A new look at data from seismic experiments left on the Moon by Apollo astronauts has given researchers a better understanding of the lunar interior. The Moon’s core appears to be very similar to the Earth’s — with a solid inner core and molten liquid outer core — and its size is right in the middle of previous estimates.
“While the presence of a liquid core had previously been inferred from other geophysical measurements, we have made the first direct seismic observation of a liquid outer core,” said Dr. Renee Weber, a planetary scientist at NASA’s Marshall Space Flight Center, who led the team of researchers.
The Apollo Passive Seismic Experiment measured seismic waves on the Moon and consisted of four seismometers deployed on the lunar near side during the Apollo missions between 1969 and 1972. The instruments continuously recorded ground motion until late-1977. But the data was thought to be rather weak because of the small number of stations, the lack of observation of far-side events, and interference from “moon quakes.” As this was the only direct measurements from the Moon available, various researchers differed on key characteristics such as the core’s radius, composition, and state (i.e., whether it was solid or molten.)
“The moon’s deepest interior, especially whether or not it has a core, has been a blind spot for seismologists,” said Ed Garnero, a professor at Arizona State University and a member of the research team. “The seismic data from the old Apollo missions were too noisy to image the moon with any confidence.”
Weber and her colleagues re-analyzed the Apollo data using a method usually used for processing seismic data on Earth. Called array processing, seismic recordings are added together or “stacked” in a special way and studied together. The multiple recordings processed together allow researchers to extract very faint signals. The depth of layers that reflect seismic energy can be identified, ultimately signifying the composition and state of matter at varying depths.
This method can enhance faint, hard-to-detect seismic signals by adding seismograms together.
“If seismic wave energy goes down and bounces off of some deep interface at a particular depth, like the Moon’s core-mantle boundary, then that signal “echo” should be present in all the recordings, even if below the background noise level,” said Patty Lin, a postdoctoral candidate at ASU and another member of the team. “But when we add the signals together, that core reflection amplitude becomes visible, which lets us map the deep Moon.”
Weber told Universe Today that the shear waves do not penetrate fluid regions. “So while we have observed compression reflections off the solid inner core, we have not (as expected) observed shear reflections off the inner core, since that energy is reflected at the outer core layer.”
Recent studies suggested the Moon had a relatively small iron-rich core, sized between about 250 and 430 km, or roughly 15 to 25% of its 1,737.1 km mean radius.
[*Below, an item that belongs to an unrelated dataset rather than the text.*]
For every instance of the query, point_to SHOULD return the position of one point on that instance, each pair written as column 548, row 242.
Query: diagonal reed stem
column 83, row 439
The new measurements put the core slightly larger.
“We have placed the core-mantle boundary at a radius of 330 km, roughly 19% of the Moon’s mean radius,” Weber said in an email.
The iron-rich core has a solid inner ball nearly 240 km (150 miles) in radius, and an 90 km (55-mile) thick outer fluid shell.
The new research also points to volatile-depleted interior, with the lunar core containing a small percentage of light elements such as sulfur, similar to light elements in Earth’s core – sulfur, oxygen and others.
The retooled 30-year-old data also appears to confirm the the leading theory of how the Moon formed.
“The presence of a melt layer and a molten outer core supports the widely-accepted large-impact model of lunar formation, which predicts that the Moon could have formed in a completely molten state,” Weber said.